“Hanno tentato in tanti modi a spiegare l’accelerazione della strage di via D’Amelio, pur di non guardare altrove – dice Trizzino – Si sono persi tanti anni. È giunto il momento di capire perché non si volle guardare a quello che Borsellino voleva fare e alle terribili difficoltà che incontrò dentro la Procura di Palermo. C’è spazio per una verità storica e per l’accertamento di eventuali recenti depistaggi sul tema del difficile periodo di Borsellino in quella procura retta da Pietro Giammanco”.

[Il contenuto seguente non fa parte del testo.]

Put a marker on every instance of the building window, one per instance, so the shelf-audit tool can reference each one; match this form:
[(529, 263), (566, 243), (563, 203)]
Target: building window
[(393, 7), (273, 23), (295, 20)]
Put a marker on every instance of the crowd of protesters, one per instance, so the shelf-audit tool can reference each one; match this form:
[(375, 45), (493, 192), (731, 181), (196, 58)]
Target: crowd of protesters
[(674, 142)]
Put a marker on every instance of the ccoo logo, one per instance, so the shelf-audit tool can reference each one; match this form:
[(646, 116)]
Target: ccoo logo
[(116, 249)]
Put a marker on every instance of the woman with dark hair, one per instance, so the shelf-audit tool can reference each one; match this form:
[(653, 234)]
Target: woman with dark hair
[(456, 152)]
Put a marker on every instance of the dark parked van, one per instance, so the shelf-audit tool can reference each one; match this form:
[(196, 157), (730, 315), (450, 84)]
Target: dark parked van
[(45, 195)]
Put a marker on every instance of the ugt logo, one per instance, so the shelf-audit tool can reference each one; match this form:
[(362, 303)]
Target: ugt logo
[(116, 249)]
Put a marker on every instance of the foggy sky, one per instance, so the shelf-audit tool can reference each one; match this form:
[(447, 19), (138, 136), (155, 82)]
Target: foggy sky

“In tutti questi anni si è sempre cercato di spiegare l’anomala accelerazione della esecuzione della strage di via D’Amelio facendo voli pindarici, prima inserendo Bruno Contrada sul luogo della strage, ora prospettando n qualche modo che Paolo Borsellino avesse saputo di questa trattativa e che si era messo di mezzo ostacolandola e per questo muore – dice ancora Trizzino- Sono tutti tentativi, in qualche modo, per non guardare a ciò che stava facendo e a cià di cui si stava occupando e quello che stava accadendo all’interno della Proucra”.
Il legale parla, quindi, “dell’interesse che Borsellino mostrava sul dossier mafia e appalti”, “tanto è vero che il giudice incontrò segretamente Mori e De Donno per dare sfogo a quel rapporto”. “Nel frattempo c’era stata la famosa archiviazione del dossier del 13 luglio 1992, pochi giorni prima della strage di via D’Amelio. E’ giunto il momento di andare a guardare lì cosa è successo” e “se ci sono state manovre depistatorie anche recenti” per “riuscire ad allontanare il focus dell’attenzione dal nido di vipere”. E conclude: “Evidentemente qualcuno ci ha lavorato…”.